In the end, Luther’s rejection of virtue-generative habit nullifies not only his view of natural law, but his view of the positive law of man as well. And that’s the ultimate natural-law-tell. As the eminent Robert Reilly remarks, Luther’s nominalist-voluntarist “affirmation” of natural law is really just a passive non-denial of the usefulness of the practical reason, nothing more. And this is basically just a more muscular affirmation of the five senses, with a placeholder Christian deferral to anthropo-exceptionalism which, divested of virtue, serves no discernable purpose. Richard Dawkins acknowledges almost as much in his sometimes florid appraisal of nature.
Without the role of habit—which is perhaps the very mechanism Thomas designates by which “grace perfects nature”—natural law cannot bridge human law and divine law, as it is intended to do. And that’s just what natural law is, Dr. Maas: a bridge between the material and the spiritual, one whose cornerstone is virtue. If what you’re calling “natural law” fails to connect human law with divine law above—and with the generation of virtue below—then it is something else entirely.
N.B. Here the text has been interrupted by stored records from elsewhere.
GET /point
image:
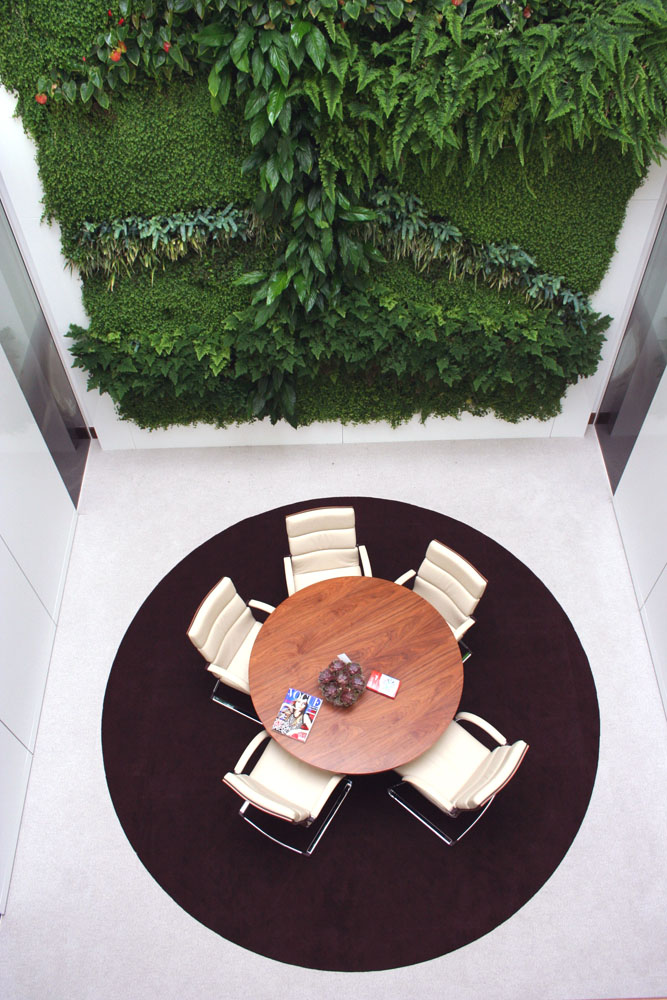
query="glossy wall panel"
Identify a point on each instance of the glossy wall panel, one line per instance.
(37, 520)
(36, 514)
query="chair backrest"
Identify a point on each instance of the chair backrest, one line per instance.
(491, 775)
(265, 798)
(450, 583)
(221, 623)
(321, 539)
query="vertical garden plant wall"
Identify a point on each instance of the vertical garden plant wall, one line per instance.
(335, 210)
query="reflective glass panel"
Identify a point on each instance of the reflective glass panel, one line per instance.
(26, 340)
(638, 367)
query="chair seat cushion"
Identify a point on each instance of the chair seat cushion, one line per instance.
(265, 798)
(299, 790)
(445, 768)
(236, 673)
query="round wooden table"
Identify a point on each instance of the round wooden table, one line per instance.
(382, 626)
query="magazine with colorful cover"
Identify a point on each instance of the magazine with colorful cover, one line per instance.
(297, 714)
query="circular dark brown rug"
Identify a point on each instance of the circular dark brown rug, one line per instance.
(381, 891)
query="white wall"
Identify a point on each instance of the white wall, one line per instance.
(641, 512)
(59, 293)
(37, 521)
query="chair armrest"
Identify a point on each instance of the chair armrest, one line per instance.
(261, 606)
(463, 628)
(249, 751)
(365, 561)
(486, 726)
(289, 575)
(327, 791)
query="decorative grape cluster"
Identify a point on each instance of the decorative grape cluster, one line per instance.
(342, 683)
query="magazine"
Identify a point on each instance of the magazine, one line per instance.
(297, 714)
(383, 684)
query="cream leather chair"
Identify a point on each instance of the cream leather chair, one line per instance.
(283, 787)
(323, 544)
(459, 774)
(224, 630)
(450, 583)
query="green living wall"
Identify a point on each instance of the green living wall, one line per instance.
(334, 210)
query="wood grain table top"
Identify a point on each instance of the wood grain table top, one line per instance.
(382, 626)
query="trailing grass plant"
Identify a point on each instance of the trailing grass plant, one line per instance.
(317, 106)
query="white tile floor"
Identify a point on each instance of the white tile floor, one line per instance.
(84, 918)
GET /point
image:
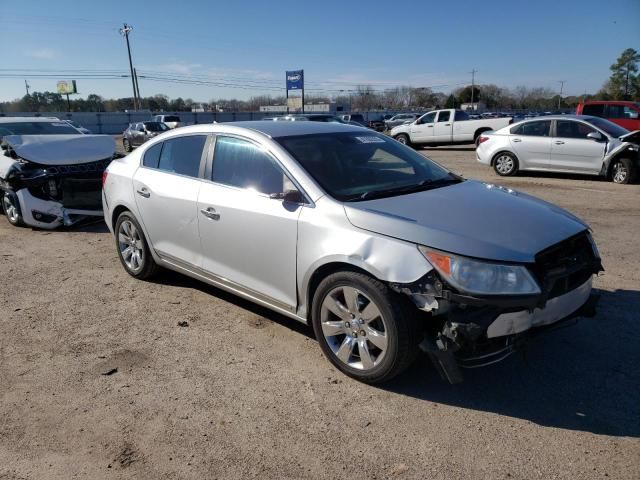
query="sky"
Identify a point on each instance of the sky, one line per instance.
(241, 48)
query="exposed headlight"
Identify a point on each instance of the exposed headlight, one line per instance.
(481, 278)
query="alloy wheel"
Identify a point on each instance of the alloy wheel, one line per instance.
(130, 246)
(353, 328)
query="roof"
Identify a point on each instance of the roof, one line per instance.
(28, 119)
(285, 129)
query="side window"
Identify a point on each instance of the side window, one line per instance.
(595, 110)
(242, 164)
(570, 129)
(152, 156)
(533, 129)
(444, 116)
(182, 155)
(428, 118)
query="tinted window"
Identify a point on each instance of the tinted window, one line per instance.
(533, 129)
(444, 116)
(152, 156)
(182, 155)
(242, 164)
(570, 129)
(350, 164)
(595, 110)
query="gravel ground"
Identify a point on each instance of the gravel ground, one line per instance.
(98, 380)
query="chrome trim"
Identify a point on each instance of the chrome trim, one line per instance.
(228, 285)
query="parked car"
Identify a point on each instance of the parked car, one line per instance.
(50, 174)
(79, 127)
(563, 143)
(380, 249)
(625, 114)
(401, 119)
(445, 127)
(138, 133)
(171, 121)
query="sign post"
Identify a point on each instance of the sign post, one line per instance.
(295, 81)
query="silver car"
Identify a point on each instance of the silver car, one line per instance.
(382, 250)
(563, 143)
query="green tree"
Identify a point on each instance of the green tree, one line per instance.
(623, 80)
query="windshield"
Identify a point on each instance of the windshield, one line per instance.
(155, 126)
(37, 128)
(353, 166)
(608, 127)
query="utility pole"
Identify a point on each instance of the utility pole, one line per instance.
(473, 84)
(561, 82)
(124, 31)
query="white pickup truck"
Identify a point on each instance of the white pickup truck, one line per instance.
(445, 126)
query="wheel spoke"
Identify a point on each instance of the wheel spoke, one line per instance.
(365, 355)
(330, 329)
(377, 338)
(345, 350)
(335, 307)
(351, 299)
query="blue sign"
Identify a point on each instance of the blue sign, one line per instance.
(295, 80)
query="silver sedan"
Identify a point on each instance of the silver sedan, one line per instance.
(382, 250)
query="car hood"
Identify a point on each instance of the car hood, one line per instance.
(62, 149)
(470, 218)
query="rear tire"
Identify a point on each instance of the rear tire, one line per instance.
(12, 210)
(505, 164)
(133, 249)
(364, 329)
(403, 138)
(623, 171)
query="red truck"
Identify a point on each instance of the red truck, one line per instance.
(625, 114)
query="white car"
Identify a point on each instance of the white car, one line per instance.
(563, 143)
(445, 127)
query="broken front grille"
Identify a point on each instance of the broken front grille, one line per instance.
(565, 266)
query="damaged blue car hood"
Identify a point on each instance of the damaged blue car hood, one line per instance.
(469, 218)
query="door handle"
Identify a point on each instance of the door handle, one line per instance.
(210, 212)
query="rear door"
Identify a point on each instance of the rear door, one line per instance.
(421, 131)
(572, 150)
(531, 142)
(442, 130)
(166, 190)
(249, 239)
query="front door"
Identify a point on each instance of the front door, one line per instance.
(572, 150)
(248, 238)
(166, 190)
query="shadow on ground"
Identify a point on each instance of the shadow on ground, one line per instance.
(584, 377)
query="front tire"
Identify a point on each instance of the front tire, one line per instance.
(133, 249)
(505, 164)
(11, 209)
(403, 138)
(623, 171)
(365, 329)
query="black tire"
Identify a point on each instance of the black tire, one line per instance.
(11, 209)
(147, 267)
(505, 164)
(623, 171)
(403, 138)
(399, 323)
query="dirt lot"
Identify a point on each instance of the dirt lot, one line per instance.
(241, 392)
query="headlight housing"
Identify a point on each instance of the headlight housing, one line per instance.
(479, 277)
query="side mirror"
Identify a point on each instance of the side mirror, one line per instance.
(290, 196)
(594, 136)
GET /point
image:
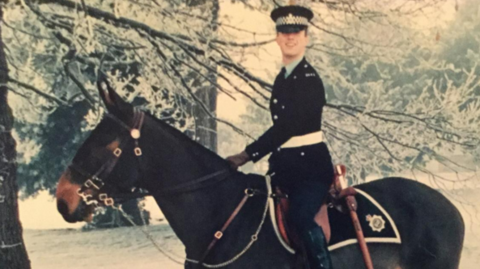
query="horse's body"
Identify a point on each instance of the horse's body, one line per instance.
(431, 228)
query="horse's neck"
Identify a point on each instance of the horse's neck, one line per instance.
(173, 158)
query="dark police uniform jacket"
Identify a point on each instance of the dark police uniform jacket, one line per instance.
(296, 107)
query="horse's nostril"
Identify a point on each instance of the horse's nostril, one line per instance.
(62, 207)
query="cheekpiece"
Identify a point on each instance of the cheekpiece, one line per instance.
(289, 19)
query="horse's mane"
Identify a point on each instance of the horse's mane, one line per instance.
(184, 139)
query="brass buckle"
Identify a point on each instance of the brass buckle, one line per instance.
(218, 235)
(117, 152)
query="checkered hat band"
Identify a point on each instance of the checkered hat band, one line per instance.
(292, 20)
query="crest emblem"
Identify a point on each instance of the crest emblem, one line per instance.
(376, 222)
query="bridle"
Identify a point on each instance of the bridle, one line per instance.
(95, 183)
(98, 186)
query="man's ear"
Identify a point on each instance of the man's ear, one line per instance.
(114, 103)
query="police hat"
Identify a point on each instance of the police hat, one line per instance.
(291, 19)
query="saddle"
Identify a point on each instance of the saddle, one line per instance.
(335, 199)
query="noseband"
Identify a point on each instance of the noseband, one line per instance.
(95, 181)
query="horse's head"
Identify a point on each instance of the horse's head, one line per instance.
(105, 164)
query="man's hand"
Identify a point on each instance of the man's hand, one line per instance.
(238, 160)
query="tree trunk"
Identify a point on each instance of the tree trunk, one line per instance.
(206, 126)
(13, 254)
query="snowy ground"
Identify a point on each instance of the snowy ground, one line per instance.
(124, 248)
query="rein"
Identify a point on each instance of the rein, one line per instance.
(95, 183)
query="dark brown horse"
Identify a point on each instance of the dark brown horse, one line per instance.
(197, 192)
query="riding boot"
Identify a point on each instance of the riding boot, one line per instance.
(317, 249)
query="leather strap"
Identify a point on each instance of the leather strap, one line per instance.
(219, 234)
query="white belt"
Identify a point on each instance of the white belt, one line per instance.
(304, 140)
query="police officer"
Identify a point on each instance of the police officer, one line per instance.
(300, 163)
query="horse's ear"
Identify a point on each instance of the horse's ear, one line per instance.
(114, 103)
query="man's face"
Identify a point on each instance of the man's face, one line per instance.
(292, 45)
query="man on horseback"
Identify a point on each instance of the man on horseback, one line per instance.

I must close by revisiting Dr. Maas’s charge about scholarly charity. I daresay the most scholarly, most politic way that Protestants and Catholics can possibly interact is to debate such matters in person, where among parties of good will (at places of good will), all the condescension and ridicule—often read into epistolary debates unintentionally—may in confidence be left aside. Moreover, in-person debates are most in keeping with Pope Benedict’s Regensburg Address: publicly debating our separated brethren in charity is truly what confers the universitas upon higher learning, and vice versa.
I propose such a thing—amiable, spirited, and collegial—in the fall of 2018 at Dr. Maas’s Hillsdale College, where contrary to most colleges across the landscape, professor, student, and listener alike bring good will with them.